Can I really do it straight? I really am afraid I won’t give the broader picture that shows why Command does things that make the men in the trenches furious.

***

My real coup, arranging participation in a Climber mission, didn’t reside in getting the Admiral to agree. The man is publicity-mad. No, it was getting the predators senior to Tannian to guarantee not to interfere with what I write. I conned them. They think I have to show the warts or the public won’t believe.

Maybe the coup isn’t that great, though. Maybe they outsmarted me. Tannian’s foes are legion, and bitter. A lot of them reside in Luna Command. The guarantees could be a ploy to discredit the popular hero.

I haven’t found anything but warts.

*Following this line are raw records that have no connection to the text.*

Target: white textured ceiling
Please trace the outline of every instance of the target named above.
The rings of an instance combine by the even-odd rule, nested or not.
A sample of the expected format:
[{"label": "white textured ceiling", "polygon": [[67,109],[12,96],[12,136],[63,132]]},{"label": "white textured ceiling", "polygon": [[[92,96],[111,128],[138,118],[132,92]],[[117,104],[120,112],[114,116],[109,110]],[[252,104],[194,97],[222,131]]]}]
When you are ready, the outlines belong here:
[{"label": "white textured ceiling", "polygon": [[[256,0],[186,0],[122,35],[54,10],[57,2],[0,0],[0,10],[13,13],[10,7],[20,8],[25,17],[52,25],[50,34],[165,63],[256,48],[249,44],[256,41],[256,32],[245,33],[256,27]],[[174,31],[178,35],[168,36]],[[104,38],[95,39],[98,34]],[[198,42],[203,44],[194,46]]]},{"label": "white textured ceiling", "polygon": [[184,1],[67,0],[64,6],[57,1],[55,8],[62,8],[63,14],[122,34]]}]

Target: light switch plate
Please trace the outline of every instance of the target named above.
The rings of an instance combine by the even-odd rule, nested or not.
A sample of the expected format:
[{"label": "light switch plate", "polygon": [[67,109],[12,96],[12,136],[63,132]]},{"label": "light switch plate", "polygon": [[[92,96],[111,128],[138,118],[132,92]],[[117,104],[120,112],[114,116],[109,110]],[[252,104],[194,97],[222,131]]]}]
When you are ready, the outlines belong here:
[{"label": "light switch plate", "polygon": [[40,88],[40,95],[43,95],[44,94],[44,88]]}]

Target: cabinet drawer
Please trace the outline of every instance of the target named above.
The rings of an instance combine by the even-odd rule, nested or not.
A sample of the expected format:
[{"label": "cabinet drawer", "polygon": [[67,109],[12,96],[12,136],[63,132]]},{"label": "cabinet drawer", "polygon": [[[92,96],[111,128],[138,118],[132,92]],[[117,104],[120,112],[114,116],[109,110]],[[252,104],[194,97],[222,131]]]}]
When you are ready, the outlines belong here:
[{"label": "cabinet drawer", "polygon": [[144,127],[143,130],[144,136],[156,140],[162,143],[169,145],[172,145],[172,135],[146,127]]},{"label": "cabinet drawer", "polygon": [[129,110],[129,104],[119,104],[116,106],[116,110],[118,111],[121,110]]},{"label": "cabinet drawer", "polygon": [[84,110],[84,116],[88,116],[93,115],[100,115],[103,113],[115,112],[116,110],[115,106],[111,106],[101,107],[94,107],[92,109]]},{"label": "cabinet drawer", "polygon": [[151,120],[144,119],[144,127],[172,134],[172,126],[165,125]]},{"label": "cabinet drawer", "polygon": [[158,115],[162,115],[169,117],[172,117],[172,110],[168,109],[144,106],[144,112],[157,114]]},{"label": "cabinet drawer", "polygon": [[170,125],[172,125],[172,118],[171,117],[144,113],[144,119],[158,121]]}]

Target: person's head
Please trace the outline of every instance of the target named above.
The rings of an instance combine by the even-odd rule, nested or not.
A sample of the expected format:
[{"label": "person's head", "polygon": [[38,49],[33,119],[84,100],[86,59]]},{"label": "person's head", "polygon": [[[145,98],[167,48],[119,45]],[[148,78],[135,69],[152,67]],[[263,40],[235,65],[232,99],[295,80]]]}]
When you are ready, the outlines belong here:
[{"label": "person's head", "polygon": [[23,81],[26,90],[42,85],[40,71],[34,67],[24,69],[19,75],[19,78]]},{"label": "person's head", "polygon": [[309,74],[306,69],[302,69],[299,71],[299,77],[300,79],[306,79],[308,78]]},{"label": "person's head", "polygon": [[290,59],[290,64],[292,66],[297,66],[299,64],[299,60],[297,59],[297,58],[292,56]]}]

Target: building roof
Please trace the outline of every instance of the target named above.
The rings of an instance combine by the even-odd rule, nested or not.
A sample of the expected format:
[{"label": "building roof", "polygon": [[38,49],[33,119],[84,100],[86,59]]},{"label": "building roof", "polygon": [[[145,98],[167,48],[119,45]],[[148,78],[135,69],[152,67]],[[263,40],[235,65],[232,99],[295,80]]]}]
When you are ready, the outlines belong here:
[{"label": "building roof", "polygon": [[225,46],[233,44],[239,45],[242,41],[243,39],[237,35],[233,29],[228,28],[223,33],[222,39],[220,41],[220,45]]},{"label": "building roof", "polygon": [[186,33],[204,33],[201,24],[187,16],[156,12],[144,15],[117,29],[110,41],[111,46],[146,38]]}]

So many warts that an imp voice keeps telling me to hedge my bets, to be sure I get past not only Tannian but that coterie of Admirals eager to defame him.

After talking to Kriegshauser, I clamber into my hammock. It’s been an exhausting few days.

The loss of Johnson’s Climber finally rips through the shroud of more immediate concerns. I replay the entire incident, looking for something we might have done differently. And end up shedding tears.

I give up trying to force the gates of slumber and go. looking for the cat. Fearless confesses this confessor. He’s awfully patient with me.

He remains as elusive as the eido.

Despite the long, enforced proximity of the patrol, I’ve begun feeling lonely. I’ve begun detecting traces of the same internal desolation on other faces.

I’m not unique in remembering our sisters. The long, leave-me-alone faces are everywhere. It’s a quiet ship today.

Our ship and Johnson’s had an unofficial relationship for a long time, a romance that was a metal wedding, a family understanding. The two hunted and played together through a dozen patrols and leaves, beginning long before anyone in either crew came aboard. In the Climbers that makes an ancient tradition.

I find myself asking a bulkhead, “Do Climbers mate for life?” Will we, like some great, goofy bird, now go hunting our own demise? Have we become a rogue bachelor?

An inattentive part of me notes that the bulkhead has grown a layer of feltlike fur, like blue-green moleskin. I touch it. My finger leaves a track. I wander off, forgetting it.

In Engineering I find a surly Varese supervising two men cleaning the guts of a junction box with what smells like carbolic. “What’s up?”

“Fucking mold.”

I recall the moleskin wall. “Ah?” I don’t see anything here.

In Weapons half the off-watch are scrubbing and polishing. The carbolic smell is overpowering. Here the fur is everywhere, on every painted surface. It has a black-green tinge. The paler green paint seems to be the mold’s favorite snack.

“How the hell does it get in here?” I ask Holtsnider. “Seems it’d be wiped out going through TerVeen.”

“They’ve tried everything, sir. Just no way to get every spore. It comes in with crew, food, and equipment.”

Well. A distraction. Instead of pining about dead women, I can research mold.